Alzi la mano chi ha pronunciato almeno una volta la frase “la mia vita è un fallimento”. Fallire
Io – complice il mio DNA partenopeo intriso di sceneggiata – ho avuto a lungo la convinzione di aver fallito in tutti gli aspetti della mia vita (se faccio qualcosa, tanto vale farla bene!).
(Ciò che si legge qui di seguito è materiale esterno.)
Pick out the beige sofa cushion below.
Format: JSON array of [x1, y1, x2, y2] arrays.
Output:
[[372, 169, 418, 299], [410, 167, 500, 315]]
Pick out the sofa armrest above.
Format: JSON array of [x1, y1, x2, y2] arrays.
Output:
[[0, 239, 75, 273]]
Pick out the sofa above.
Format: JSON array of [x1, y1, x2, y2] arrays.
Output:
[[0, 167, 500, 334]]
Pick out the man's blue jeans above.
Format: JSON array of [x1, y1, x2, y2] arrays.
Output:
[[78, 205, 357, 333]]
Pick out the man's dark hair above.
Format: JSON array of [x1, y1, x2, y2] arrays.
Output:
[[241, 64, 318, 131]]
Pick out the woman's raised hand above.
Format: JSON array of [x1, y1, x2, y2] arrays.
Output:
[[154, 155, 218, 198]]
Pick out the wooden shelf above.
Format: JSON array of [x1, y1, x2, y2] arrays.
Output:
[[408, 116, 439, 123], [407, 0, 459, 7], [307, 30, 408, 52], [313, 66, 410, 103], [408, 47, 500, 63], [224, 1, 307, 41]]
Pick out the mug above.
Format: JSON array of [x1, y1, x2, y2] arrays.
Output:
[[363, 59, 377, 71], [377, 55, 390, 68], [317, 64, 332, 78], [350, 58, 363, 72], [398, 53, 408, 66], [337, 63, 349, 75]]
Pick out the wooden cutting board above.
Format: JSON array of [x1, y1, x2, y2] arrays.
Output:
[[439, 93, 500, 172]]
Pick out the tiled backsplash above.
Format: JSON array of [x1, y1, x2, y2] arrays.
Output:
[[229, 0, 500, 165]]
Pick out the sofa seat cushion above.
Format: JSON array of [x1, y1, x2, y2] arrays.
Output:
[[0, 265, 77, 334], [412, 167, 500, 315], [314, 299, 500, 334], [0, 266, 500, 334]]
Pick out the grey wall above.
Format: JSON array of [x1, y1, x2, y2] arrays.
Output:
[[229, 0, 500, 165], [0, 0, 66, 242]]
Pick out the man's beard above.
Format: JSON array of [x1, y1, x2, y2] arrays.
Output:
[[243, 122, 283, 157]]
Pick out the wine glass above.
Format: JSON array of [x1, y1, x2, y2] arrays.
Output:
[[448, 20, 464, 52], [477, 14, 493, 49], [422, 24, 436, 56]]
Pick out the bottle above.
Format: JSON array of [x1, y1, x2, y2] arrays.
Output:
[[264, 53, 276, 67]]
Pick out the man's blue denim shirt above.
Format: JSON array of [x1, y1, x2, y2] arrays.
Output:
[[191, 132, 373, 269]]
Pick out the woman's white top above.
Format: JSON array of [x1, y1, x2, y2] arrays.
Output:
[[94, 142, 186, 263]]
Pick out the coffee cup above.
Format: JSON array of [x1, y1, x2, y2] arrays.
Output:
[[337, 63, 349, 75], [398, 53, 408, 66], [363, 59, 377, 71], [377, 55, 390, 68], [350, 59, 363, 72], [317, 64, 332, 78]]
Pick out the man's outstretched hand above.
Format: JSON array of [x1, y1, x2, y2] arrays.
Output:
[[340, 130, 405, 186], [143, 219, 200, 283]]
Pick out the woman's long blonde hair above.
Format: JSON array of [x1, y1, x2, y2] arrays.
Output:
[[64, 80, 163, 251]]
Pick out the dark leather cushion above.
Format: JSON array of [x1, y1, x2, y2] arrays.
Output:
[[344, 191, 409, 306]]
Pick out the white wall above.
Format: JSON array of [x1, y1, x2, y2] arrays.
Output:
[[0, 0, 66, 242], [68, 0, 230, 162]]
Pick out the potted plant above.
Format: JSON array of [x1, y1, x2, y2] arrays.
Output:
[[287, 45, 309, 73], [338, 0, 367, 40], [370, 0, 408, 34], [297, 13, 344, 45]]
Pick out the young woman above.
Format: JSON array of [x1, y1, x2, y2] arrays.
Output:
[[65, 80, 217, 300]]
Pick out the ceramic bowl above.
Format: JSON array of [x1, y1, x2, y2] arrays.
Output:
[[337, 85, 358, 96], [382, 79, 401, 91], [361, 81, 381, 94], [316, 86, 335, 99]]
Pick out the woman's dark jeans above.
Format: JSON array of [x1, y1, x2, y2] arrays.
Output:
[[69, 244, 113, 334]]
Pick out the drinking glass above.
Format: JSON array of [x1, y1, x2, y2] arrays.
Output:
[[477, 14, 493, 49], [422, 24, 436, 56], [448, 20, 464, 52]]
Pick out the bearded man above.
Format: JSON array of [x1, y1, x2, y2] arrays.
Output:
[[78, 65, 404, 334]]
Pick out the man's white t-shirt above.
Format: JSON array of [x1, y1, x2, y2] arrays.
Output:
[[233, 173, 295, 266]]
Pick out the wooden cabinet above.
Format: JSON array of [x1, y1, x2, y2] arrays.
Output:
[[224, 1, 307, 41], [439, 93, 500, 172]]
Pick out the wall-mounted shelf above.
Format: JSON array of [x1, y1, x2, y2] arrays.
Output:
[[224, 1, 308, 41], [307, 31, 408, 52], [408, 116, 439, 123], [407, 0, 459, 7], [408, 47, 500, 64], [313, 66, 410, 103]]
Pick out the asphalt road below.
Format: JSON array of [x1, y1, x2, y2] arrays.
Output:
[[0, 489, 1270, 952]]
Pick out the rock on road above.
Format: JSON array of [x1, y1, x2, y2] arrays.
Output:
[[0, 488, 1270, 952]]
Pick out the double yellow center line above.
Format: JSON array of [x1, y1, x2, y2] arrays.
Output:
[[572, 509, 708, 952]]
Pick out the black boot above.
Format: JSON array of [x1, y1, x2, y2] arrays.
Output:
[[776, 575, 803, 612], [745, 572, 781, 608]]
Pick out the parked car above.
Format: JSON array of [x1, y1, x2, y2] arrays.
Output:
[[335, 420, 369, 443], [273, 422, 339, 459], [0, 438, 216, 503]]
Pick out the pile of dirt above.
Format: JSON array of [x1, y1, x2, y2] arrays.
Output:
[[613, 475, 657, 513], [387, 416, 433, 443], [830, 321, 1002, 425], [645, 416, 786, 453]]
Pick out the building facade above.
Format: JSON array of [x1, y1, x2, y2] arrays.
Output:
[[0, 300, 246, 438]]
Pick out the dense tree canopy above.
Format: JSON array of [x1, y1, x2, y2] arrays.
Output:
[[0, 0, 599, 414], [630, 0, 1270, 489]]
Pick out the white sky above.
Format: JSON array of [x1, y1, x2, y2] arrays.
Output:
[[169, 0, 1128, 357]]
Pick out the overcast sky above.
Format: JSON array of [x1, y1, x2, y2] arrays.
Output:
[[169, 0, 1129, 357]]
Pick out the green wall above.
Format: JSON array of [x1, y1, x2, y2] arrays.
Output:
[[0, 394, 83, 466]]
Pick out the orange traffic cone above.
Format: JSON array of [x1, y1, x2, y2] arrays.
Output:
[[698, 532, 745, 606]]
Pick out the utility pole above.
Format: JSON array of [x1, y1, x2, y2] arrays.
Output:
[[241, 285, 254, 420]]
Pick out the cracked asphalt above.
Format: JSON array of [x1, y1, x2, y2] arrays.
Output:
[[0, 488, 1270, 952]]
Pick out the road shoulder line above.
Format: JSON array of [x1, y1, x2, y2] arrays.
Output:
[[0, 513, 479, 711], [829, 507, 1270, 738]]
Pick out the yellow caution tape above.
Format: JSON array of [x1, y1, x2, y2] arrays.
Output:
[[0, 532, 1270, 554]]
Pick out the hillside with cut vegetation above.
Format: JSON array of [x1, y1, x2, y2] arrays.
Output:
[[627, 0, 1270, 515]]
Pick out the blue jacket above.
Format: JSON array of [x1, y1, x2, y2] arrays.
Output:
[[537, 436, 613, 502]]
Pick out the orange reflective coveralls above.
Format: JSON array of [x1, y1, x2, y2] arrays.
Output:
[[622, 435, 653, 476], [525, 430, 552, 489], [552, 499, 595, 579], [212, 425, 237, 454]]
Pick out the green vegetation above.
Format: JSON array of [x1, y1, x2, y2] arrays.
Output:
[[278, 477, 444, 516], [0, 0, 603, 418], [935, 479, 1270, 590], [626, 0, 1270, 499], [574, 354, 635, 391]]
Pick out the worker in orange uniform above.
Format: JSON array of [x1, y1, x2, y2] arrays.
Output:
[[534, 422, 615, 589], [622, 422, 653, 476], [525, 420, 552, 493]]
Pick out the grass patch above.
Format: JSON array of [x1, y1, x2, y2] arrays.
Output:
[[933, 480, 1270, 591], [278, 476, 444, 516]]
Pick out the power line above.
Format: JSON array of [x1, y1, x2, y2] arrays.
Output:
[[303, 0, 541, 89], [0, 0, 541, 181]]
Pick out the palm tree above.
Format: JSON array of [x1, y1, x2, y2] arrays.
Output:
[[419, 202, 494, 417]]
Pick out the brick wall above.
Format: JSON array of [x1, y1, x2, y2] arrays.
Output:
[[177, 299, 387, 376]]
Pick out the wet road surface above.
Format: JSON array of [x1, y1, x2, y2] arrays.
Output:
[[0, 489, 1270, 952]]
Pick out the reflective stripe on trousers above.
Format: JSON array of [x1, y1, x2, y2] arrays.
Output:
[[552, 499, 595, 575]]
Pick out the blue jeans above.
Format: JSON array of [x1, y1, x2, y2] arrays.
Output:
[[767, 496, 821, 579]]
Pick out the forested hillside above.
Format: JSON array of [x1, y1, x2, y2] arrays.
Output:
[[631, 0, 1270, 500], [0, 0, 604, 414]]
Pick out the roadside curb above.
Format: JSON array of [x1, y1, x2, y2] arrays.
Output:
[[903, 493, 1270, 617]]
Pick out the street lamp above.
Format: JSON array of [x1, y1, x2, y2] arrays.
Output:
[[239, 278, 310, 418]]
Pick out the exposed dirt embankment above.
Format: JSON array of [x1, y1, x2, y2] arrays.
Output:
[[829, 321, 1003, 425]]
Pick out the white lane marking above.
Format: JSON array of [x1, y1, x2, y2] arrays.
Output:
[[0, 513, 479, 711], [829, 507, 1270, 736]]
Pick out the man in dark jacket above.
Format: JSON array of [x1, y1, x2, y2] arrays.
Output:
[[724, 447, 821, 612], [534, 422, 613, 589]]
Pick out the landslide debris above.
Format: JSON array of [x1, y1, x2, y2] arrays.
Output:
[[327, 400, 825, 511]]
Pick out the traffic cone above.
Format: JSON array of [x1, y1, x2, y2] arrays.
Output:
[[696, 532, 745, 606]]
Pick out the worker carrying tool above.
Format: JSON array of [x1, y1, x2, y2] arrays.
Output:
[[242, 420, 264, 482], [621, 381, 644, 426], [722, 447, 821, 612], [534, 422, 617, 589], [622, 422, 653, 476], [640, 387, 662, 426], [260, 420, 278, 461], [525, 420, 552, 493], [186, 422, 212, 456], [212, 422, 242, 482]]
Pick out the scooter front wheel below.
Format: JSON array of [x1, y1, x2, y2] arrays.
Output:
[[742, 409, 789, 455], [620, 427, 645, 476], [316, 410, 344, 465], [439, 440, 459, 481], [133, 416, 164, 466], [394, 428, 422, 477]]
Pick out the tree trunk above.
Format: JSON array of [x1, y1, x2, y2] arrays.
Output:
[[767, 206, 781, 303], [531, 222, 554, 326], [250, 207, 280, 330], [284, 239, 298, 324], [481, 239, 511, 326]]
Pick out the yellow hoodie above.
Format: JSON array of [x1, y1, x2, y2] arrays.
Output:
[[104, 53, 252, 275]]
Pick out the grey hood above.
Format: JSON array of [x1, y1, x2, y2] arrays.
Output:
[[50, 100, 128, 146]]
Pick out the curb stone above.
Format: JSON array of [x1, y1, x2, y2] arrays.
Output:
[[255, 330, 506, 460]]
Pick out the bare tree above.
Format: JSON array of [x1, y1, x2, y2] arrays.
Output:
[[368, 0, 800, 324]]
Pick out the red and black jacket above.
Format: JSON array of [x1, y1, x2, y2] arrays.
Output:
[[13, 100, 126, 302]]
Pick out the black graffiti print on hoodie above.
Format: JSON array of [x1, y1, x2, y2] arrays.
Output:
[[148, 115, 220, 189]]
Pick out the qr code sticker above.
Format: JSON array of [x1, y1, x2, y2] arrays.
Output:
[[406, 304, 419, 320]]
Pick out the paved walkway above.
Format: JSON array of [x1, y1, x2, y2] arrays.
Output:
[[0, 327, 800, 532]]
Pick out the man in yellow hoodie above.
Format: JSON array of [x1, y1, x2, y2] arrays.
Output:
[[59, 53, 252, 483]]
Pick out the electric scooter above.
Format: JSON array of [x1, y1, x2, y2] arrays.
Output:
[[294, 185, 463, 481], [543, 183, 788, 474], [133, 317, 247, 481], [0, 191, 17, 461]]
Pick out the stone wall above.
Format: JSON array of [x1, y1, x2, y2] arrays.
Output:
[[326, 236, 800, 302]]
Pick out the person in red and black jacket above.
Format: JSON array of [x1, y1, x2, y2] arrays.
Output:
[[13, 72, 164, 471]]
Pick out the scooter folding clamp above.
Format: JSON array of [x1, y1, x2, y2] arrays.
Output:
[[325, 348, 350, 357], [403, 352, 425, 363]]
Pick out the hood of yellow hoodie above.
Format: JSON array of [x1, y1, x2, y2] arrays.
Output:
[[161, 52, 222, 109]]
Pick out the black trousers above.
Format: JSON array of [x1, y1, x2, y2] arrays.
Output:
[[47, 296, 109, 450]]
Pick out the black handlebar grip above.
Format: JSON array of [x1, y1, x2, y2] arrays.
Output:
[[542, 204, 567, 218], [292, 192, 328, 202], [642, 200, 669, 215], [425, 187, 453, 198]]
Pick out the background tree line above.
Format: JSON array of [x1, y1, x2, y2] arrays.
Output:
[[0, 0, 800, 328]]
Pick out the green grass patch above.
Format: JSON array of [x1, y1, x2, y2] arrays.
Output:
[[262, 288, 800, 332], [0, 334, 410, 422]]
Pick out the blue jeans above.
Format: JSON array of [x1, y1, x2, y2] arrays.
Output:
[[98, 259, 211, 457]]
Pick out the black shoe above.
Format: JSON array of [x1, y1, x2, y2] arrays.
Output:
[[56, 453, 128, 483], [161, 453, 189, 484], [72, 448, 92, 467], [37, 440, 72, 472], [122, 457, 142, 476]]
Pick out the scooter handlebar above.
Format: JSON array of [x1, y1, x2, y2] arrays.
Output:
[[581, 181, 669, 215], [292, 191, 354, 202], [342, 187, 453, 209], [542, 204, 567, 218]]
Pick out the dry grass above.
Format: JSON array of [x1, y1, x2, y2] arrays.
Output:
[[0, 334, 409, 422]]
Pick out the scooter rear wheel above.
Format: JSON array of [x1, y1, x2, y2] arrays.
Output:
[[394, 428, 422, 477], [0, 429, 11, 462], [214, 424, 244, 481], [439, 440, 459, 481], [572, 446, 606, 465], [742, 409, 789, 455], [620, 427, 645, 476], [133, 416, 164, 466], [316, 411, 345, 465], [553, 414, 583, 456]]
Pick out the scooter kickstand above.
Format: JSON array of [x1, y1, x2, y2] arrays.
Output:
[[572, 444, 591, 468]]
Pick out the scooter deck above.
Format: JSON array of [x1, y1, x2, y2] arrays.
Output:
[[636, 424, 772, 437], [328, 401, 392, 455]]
Ma cosa vuol dire fallire?
L’etimologia del termine è la stessa di fallare: vuol dire “semplicemente” sbagliare, cadere, ingannarsi. Eppure, nel nostro sistema di pensiero, siamo disposti a tollerare l’errore (fallare), come quando camminando mettiamo un piede in fallo per poi ritornare sul nostro percorso. Non usiamo, invece, la stessa benevolenza verso l’atto di fallire, che è percepito come una grave colpa, una vergogna da nascondere al mondo, una sorta di sconfitta interplanetaria. Da un lato, temiamo il giudizio degli altri, immaginando che se ne stiano lì a guardarci per immortalare il momento esatto in cui inciampiamo. Dall’altro, tendiamo a pensare al fallimento come a un punto di non ritorno, e siamo convinti che non potremo mai fare ammenda e riscattarci, dimenticando che la vita è per definizione dinamica.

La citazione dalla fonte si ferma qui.